2. Removing database dumps and packing them into images. Crown dumps are taken once a week, and the packaging itself takes about 30 minutes. But this is done once, and then the data in the form of ready-made images is launched on a test server.
3. The main task is to assemble the platforms. This includes building the images and running them on a test server.
4. Removing sites to free up resources. This is stopping the application, cleaning the stand and removing images from the Registry.
As a result, the following scheme is obtained:

At this stage, we already have a completely finished product, but inconvenient. Anyone who has used Jenkins knows that configuring it for each stand is still a pleasure, and it will be difficult to implement such a practice in a team.
Custom control panel
It was not possible to find a ready-made solution with a normal user interface, so we decided to write it ourselves. We chose the Django + Vue + Vuetify stack. With the help of one developer, they implemented the necessary functionality in just two weeks:

The control panel itself is quite simple and consists of several models:
Settings. For example, an access key to Jenkins or GitLab. Roughly speaking, key-value data store
Stand configuration. These are three entities: project, service and site.
A project is the required fields, such as type and code, and a set of project parameters, which may vary depending on the project.

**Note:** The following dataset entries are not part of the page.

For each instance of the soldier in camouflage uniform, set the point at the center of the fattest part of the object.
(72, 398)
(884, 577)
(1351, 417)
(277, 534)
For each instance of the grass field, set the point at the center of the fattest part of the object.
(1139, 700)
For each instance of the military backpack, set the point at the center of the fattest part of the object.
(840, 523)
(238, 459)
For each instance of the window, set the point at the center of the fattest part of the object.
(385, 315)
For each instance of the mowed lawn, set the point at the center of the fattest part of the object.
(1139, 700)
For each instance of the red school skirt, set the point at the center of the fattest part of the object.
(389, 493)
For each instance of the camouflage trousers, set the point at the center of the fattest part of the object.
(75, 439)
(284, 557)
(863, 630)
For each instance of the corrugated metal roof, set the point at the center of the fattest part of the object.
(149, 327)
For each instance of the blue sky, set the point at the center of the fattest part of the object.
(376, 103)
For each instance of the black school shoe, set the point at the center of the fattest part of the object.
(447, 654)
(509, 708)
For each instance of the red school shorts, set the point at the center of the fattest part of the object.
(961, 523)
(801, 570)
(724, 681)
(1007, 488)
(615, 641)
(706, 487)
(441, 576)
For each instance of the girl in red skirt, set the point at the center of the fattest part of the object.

The project has services. They also have required fields, such as symbolic code and repository, and additional fields that can be added in any number.

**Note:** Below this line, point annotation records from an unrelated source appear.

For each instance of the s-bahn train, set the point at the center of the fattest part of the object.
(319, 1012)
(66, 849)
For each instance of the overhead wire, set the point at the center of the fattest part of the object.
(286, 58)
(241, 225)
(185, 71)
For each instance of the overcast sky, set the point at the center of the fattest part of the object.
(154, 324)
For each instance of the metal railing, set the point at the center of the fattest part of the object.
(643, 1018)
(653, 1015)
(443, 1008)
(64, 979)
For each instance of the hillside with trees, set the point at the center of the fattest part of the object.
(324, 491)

Together, the project and services serve as a template for the stand, that is, the stand parameters are formed from the settings of the project and services. Options can be overridden. These parameters are turned into trigger parameters for pipelines in Jenkins.

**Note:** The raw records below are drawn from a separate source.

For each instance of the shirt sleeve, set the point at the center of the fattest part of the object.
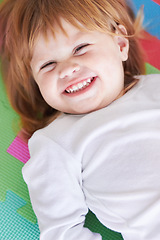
(54, 181)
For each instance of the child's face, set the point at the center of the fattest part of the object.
(81, 72)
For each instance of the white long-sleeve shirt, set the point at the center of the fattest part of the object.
(107, 161)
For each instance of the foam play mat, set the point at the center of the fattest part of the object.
(17, 219)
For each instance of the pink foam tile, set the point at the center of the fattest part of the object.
(151, 46)
(156, 1)
(19, 150)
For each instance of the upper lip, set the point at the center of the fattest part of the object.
(77, 80)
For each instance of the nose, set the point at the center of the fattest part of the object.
(67, 69)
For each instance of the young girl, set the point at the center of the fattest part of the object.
(70, 67)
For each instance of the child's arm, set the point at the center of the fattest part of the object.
(54, 182)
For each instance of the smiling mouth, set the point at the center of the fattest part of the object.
(79, 86)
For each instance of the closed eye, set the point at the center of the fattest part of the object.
(80, 49)
(48, 64)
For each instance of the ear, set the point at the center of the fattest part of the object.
(122, 42)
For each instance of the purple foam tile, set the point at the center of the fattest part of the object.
(19, 150)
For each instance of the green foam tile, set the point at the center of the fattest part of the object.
(13, 225)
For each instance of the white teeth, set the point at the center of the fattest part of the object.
(79, 86)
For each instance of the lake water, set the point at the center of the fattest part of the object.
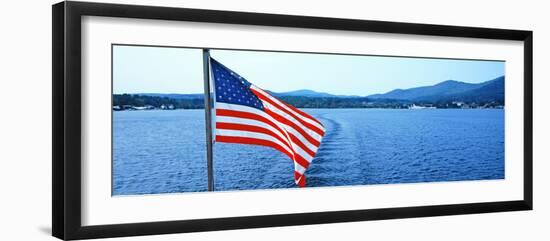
(164, 151)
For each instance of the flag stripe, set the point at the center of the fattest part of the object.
(230, 136)
(246, 114)
(293, 125)
(245, 121)
(286, 111)
(224, 109)
(304, 153)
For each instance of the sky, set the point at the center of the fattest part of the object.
(138, 69)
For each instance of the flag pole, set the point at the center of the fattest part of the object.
(208, 117)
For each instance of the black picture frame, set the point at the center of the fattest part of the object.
(66, 127)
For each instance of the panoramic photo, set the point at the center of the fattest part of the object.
(301, 120)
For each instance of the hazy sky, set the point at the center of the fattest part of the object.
(179, 70)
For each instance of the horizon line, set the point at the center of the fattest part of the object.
(322, 92)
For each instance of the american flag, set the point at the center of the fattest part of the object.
(246, 114)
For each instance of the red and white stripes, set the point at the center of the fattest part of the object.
(280, 126)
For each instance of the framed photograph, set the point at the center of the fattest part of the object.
(169, 120)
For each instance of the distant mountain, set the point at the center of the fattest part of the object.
(303, 93)
(297, 93)
(174, 96)
(450, 90)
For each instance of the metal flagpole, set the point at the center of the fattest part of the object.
(208, 117)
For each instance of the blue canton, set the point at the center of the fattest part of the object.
(231, 88)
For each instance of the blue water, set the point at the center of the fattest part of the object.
(164, 151)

Integrations with Jira, Jenkins, Docker-registry, Gitlab and Traefik.
Traefik
Traefik deserves special attention here. In our opinion, this is the best reverse proxy for Docker in the world. We did not particularly check other tools, but when we studied how it is done in Nginx, we were horrified and decided to use Traefik.
Why is he so good? The fact that he can force the application to open on a specific link. For example, these 4 lines make the container available at the stage URL we need:

This is the whole configuration. Traefik itself also has settings, but they are just as simple.
To save power, we decided to implement a rule that running stands must be deleted every night, but quickly ran into a problem. The tester does not always have time to check the task before the site is deleted, and the next day he sees a 404 error.
Traefik helped in this situation too. Added a mini-application – 404 error handler. Now, when a tester enters the site, he can start the creation of the site by the button:

Registry + Portainer
All of our images are stored in the Docker-registry. In the current situation, it came in handy, since Elastic and Logstash can no longer be downloaded without a VPN. But they are now in our Registry.
Of the minuses, deleting an image by tag is not very convenient here. There is simply no method for deleting by tag. To delete, you must first request the hash of the manifest by tag, delete the manifest by the received hash, and run the garbage collector inside the registry. Only then will the registry clean up the space. Uncomfortable, but tolerable.
Portainer provides a visual interface for managing containers. It allows you to view logs, go inside containers without connecting to servers and restart them.
Results
We got rid of the pain of merging into the dev branch. Now we don’t waste any more time on this. We can get as many test benches as needed, and it’s done quickly. The site unfolds on average in 4 minutes.
Stage is isolated, so we also got rid of false returns of tasks from testing. This had a good effect on the spirit of the team – after all, it’s unpleasant when you did everything right, and the task returned with an unsuccessful test result.
We got a tool for running in new tools. An application in PHP 7.4 is launched in a couple of clicks.